In 1994, he was the first to announce the death of Brazilian Formula One driver Ayrton Senna. He was on Fantástico from 1973 until 2007.

=== Retirement ===
In 2007, in an interview with the Brazilian Press Association (ABI), Léo always commented: "If they find a machine gun, with a real bullet, that doesn't miss, to shoot me, I'll suddenly stop working. But if not, I won't stop. I'm 75 years old, I've completed 60 years in the profession – and I can't even find the right word to describe how I feel about it." He continues: "The other day I was imagining the time when I can no longer go into the station and talk to my friends. I avoid thinking about that. I want to carry on doing my job. Unless they think I've gotten too old, that I'm already an old man. (laughs) As long as God gives me a voice and my health and TV Globo wants me to, I'll carry on."

== Personal life ==
He was married to Leyla Chavantes Belinaso, who drowned in the swimming pool of the couple's home in the Jacarepaguá neighborhood in Rio, who died at the age of 84 on January 29, 2022. The couple had two daughters.

=== Death ===
He died at the age of 92, on January 19, 2025, after spending thirteen days in the Rio D'Or Hospital. The announcer had been diagnosed with pancreatic cancer after complaining of abdominal pain and dehydration. His body was laid to rest at the headquarters of Botafogo, his favorite team. He was buried with his parents in his hometown of Cordeirópolis, in the interior of São Paulo.

His death was mourned by the president of Brazil, Luiz Inácio Lula da Silva, who wrote "Brazil will miss his talent". Cristina Saad (UNIÃO), mayor of Batista's hometown, Cordeirópolis, decreed three days of mourning in the municipality. State soccer championship matches held a minute's silence in honor of Batista. The mayor of Rio de Janeiro, Eduardo Paes (PSD), the city where Batista lived for more than 60 years, sent a wreath of flowers to the funeral. The Brazilian Football Confederation (CBF) and Rio de Janeiro Senator and former soccer player Romário (PL) also sent flowers.

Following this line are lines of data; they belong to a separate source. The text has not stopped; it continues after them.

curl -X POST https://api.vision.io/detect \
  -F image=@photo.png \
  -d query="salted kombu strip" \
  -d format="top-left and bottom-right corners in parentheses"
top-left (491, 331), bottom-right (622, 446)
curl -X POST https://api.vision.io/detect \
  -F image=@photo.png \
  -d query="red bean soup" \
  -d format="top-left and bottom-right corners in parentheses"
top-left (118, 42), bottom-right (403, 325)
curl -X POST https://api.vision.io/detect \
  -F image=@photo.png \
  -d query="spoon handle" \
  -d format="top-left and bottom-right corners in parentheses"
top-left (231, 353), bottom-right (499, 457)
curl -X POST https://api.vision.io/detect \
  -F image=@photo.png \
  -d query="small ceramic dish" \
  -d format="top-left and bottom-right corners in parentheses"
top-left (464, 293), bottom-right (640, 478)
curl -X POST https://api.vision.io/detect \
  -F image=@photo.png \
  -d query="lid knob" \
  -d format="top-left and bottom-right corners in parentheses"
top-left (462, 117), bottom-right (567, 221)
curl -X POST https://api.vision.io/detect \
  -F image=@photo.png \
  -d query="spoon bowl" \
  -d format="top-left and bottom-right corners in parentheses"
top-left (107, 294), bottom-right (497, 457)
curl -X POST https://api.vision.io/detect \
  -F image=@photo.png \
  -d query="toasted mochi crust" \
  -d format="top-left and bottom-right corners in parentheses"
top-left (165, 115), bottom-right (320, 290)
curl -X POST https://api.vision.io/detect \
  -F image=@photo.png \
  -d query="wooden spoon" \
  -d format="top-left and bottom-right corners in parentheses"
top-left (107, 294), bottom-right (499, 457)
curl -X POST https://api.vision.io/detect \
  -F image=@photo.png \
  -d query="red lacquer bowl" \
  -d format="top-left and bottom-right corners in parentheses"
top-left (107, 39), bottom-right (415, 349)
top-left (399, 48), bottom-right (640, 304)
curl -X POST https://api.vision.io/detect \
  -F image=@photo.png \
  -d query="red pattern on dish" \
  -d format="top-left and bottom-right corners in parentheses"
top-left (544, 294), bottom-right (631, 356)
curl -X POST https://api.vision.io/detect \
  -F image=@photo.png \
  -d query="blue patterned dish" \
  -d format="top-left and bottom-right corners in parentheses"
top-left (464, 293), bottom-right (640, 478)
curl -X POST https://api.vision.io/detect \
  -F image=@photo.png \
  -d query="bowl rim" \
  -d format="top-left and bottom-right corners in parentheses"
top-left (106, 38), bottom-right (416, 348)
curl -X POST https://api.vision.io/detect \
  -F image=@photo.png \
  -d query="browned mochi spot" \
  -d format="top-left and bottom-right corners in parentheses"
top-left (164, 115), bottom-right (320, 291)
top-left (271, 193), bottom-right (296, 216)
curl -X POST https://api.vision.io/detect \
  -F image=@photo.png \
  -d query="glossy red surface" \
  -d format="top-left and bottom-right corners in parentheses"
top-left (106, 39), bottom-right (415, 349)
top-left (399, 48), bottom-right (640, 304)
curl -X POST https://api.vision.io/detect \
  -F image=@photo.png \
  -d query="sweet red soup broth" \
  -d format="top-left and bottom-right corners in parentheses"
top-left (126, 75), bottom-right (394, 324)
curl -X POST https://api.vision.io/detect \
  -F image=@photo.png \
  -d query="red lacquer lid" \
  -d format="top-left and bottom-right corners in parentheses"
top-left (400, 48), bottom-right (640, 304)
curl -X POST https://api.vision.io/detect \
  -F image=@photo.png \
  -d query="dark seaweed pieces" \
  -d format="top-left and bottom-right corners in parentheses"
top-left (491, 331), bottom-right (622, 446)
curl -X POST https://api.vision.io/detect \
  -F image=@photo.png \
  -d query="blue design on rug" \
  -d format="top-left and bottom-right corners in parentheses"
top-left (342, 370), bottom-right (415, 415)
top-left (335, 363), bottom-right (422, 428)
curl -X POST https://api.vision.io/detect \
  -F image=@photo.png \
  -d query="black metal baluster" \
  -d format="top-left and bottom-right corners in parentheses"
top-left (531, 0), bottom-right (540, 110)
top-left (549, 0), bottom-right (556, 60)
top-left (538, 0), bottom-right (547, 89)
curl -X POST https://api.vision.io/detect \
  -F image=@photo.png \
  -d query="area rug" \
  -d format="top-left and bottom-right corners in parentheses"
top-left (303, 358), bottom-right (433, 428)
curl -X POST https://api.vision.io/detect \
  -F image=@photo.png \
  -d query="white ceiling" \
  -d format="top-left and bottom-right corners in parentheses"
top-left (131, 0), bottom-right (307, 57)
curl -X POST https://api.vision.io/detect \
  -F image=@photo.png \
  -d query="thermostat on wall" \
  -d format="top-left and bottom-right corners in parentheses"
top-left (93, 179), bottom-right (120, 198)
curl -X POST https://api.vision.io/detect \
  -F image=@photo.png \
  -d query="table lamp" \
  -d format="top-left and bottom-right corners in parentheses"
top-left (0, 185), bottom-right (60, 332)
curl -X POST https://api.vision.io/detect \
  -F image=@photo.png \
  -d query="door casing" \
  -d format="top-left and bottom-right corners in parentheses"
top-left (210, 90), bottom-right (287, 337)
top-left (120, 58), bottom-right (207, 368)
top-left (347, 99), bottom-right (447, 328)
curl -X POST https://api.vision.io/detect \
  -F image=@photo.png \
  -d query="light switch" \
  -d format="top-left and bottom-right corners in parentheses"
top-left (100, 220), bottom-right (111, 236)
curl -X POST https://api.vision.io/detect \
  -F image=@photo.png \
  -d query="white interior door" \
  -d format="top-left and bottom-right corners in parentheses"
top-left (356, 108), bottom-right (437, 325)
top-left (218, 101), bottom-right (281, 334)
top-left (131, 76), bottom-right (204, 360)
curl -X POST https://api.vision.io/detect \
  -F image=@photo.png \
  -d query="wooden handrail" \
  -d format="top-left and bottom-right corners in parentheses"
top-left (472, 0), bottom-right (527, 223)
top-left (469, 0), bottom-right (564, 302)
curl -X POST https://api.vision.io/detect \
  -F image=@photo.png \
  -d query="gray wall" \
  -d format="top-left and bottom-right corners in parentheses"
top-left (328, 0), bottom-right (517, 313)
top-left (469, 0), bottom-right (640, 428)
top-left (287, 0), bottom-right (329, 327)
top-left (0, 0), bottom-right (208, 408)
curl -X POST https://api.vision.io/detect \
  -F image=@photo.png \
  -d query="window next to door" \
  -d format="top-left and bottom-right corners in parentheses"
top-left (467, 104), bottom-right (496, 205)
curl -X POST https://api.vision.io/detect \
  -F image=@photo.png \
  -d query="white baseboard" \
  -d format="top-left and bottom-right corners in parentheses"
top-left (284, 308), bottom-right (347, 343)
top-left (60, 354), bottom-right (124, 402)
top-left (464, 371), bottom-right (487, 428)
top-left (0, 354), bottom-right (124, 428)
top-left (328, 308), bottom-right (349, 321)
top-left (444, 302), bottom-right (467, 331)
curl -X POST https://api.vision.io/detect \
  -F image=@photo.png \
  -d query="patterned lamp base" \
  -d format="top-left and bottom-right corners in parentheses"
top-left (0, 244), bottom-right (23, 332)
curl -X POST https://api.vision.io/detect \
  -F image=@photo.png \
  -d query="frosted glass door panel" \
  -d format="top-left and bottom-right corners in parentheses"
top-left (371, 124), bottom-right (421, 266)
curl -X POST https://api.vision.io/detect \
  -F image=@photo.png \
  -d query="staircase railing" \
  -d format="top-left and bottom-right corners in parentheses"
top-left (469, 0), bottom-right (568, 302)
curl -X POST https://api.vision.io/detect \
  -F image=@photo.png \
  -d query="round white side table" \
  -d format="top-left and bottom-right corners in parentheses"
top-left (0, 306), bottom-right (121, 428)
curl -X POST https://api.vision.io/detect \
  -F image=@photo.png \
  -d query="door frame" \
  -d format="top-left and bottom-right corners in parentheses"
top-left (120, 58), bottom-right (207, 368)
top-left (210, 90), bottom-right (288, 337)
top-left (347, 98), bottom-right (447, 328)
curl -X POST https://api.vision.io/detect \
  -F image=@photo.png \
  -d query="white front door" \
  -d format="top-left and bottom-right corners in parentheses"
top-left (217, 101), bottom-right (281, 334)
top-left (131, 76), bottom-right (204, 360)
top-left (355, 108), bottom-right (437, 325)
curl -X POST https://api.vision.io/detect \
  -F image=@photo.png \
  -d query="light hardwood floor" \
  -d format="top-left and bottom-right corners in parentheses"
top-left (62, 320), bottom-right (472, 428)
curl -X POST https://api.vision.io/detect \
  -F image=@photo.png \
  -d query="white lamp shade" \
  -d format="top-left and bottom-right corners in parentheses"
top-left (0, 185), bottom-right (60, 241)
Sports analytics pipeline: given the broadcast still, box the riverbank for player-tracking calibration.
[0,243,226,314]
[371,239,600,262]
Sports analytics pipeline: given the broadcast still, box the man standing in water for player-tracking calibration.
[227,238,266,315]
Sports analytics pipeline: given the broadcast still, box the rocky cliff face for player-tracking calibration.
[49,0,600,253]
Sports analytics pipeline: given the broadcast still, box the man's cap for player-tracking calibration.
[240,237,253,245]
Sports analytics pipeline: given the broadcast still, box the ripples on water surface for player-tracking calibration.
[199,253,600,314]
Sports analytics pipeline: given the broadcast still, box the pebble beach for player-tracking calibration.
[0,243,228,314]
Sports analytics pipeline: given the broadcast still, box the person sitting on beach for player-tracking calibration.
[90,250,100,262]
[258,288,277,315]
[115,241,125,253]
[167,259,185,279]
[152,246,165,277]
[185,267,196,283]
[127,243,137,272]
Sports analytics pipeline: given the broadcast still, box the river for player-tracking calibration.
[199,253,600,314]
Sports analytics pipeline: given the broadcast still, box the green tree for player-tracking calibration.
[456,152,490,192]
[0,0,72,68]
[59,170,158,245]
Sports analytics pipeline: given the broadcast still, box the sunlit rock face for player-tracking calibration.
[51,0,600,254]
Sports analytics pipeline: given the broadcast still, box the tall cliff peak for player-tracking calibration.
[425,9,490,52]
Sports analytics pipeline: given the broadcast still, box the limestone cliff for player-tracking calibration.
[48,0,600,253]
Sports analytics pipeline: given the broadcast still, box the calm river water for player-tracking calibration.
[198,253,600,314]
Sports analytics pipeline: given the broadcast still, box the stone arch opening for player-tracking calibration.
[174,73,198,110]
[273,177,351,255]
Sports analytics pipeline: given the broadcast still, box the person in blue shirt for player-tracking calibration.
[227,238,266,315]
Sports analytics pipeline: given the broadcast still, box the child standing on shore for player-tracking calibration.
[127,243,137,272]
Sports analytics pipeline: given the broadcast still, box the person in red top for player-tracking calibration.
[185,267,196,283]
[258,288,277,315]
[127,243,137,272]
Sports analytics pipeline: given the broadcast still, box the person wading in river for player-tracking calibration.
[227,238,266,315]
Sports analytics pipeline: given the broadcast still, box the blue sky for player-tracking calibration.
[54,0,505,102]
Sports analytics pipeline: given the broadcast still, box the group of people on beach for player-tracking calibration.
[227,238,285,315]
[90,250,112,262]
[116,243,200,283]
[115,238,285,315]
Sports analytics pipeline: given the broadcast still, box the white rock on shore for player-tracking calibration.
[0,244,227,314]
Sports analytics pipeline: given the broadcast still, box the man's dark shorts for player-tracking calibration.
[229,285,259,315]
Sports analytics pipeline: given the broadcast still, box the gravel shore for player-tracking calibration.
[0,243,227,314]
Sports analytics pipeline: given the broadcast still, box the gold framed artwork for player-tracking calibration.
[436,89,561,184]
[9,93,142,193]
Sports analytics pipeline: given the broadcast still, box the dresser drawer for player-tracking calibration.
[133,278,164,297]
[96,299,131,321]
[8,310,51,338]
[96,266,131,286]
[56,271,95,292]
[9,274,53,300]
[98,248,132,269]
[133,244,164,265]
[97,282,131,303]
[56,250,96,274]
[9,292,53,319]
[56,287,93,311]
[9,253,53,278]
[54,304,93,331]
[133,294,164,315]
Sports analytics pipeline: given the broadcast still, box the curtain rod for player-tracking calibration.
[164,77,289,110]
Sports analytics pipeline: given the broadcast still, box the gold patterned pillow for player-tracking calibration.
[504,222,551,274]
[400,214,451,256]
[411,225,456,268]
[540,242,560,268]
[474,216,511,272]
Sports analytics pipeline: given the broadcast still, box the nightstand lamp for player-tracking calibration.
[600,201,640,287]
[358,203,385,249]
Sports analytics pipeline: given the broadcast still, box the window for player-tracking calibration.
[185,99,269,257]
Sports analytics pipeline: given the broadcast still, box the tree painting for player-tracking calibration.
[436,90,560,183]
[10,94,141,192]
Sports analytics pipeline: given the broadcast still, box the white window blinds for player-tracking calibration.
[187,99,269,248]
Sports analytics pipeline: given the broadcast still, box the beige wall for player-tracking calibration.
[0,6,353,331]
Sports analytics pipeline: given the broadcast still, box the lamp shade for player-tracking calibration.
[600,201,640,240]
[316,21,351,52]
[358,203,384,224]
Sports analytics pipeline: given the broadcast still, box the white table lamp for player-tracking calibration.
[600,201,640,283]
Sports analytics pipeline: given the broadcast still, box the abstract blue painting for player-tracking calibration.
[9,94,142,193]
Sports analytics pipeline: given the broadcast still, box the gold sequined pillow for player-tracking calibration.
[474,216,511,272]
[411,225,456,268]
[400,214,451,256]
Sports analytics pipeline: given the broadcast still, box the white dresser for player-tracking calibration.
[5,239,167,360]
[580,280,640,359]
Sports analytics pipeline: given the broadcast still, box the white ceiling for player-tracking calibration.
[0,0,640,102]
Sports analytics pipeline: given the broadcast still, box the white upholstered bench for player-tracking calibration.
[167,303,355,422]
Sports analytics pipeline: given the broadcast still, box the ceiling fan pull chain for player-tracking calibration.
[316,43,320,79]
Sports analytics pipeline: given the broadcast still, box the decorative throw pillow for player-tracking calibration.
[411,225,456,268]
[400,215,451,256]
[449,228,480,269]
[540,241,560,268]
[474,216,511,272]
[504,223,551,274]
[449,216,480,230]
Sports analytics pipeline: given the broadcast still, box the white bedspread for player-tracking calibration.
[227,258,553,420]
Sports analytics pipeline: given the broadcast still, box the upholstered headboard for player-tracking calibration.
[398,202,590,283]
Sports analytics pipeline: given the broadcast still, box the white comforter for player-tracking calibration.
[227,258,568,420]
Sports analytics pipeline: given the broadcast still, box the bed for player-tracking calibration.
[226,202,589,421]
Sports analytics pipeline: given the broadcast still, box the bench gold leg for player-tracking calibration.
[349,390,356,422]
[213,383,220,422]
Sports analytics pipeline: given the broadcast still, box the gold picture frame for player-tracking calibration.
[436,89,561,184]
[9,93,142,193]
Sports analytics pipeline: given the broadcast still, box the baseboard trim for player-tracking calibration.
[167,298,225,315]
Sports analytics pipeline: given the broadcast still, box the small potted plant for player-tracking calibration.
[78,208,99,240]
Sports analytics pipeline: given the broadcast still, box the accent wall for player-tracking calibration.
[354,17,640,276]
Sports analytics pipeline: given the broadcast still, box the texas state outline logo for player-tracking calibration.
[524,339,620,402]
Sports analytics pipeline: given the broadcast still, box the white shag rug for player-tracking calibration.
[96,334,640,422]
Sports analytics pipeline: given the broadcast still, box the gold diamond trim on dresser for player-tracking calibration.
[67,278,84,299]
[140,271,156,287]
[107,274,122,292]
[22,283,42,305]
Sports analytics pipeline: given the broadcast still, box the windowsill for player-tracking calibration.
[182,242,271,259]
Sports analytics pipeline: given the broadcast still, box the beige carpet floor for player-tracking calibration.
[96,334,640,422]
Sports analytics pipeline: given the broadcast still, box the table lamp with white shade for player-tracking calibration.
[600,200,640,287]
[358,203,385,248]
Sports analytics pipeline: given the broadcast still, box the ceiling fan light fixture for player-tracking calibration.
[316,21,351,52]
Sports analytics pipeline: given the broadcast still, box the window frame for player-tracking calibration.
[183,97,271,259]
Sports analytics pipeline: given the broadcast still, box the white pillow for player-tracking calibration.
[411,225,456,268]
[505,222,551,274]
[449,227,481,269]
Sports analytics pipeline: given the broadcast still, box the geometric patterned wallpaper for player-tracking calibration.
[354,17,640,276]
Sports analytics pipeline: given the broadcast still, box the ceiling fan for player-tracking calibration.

== Honors and recognition ==
To commemorate his 76 years in sports journalism, Léo Batista had his story described in a four-part series called "Léo Batista - A Voz Marcante". It was shown in June 2024 on the SporTV channel. The documentary was directed by Kizzy Magalhães and featured several testimonials, such as Pedro Bial, Galvão Bueno, and Luís Roberto.